The log-marginal likelihood estimates here are very close to those obtained under the stepping stones method. However, note we used n = 32 points to converge to the same result as with stepping stones. Thus, the stepping stones method appears more efficient. Note the S.E. only gives you an idea of the precision, not the accuracy, of the estimate. It is possible to obtain very precise estimates of the marginal likelihood (the S.E. is very small) that are biased (i.e. the estimate is far from the true value). This is due to the discretisation bias in the calculation of the ‘thermodynamic’ integral (see Lartillot and Philippe 2006, and Xie et al. 2011). This will occur especially if n is small. Try n = 1 (which performs very poorly).

Other applications of Bayes factors in MCMCTree

The strategy used here to select for a relaxed-clock model can also be used to select for the tree topology or the substitution model.

Say you have 3 competing tree topologies, and you want to calculate the posterior probability of each. You can prepare 3 Newick files with the different topologies, and create 3 directories, into which you will run the three separate marginal likelihood calculations. In this case you would prepare 3 mcmctree.ctl templates, with the same parameters for all analyses, except for the treefile variable, which you would edit to point to the appropriate tree topology. The rest of the procedure is then exactly the same as when selecting for the relaxed-clock model.

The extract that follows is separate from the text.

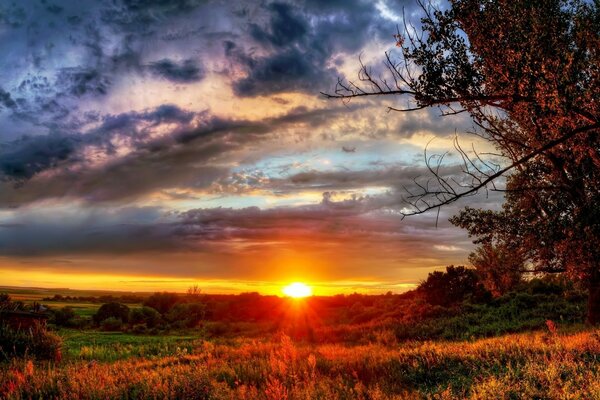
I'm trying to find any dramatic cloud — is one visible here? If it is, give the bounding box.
[148,59,204,83]
[0,0,497,292]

A similar approach can be used to select for a substitution model. Say you want to compare HKY85 vs. HKY85+Gamma. In this case you would have two mcmctree.ctl templates, differing only in the alpha variable in the template (alpha=0 for no Gamma model, and, say alpha = 0.5 to activate the gamma model). The rest follows as above.

Finally, the mcmc3r package can also be used to prepare bpp.ctl files to calculate Bayes factors and model probabilities for species delimitation with BPP (Rannala and Yang, 2017). The procedure for this is essentially the same as the one used here with MCMCTree.

References

dos Reis et al. (2016) Bayesian molecular clock dating of species divergences in the genomics era. Nature Reviews Genetics, 17: 71–80.
dos Reis et al. (2017) Using phylogenomic data to explore the effects of relaxed clocks and calibration strategies on divergence time estimation: Primates as a test case. bioRxiv.
Lartillot and Philippe 2006. Computing Bayes factors using thermodynamic integration. Systematic Biology, 55: 195–207.
Lepage et al. (2007) A general comparison of relaxed molecular clock models. Molecular Biology and Evolution, 24: 2669–2680.
Politis and Romano (1994) The stationary boostrap. Journal of the American Statistical Association, 89: 1303-1313.
Rannala and Yang (2007) Inferring speciation times under an episodic molecular clock. Systematic Biology, 56: 453–466.
Rannala and Yang (2017) Efficient Bayesian species tree inference under the multispecies coalescent. Systematic Biology, 66: 823–842.
Xie et al. (2011) Improving marginal likelihood estimation for Bayesian phylogenetic model selection. Systematic Biology, 60: 150–160.
Yang (2014) Molecular Evolution: A Statistical Approach. Oxford University Press.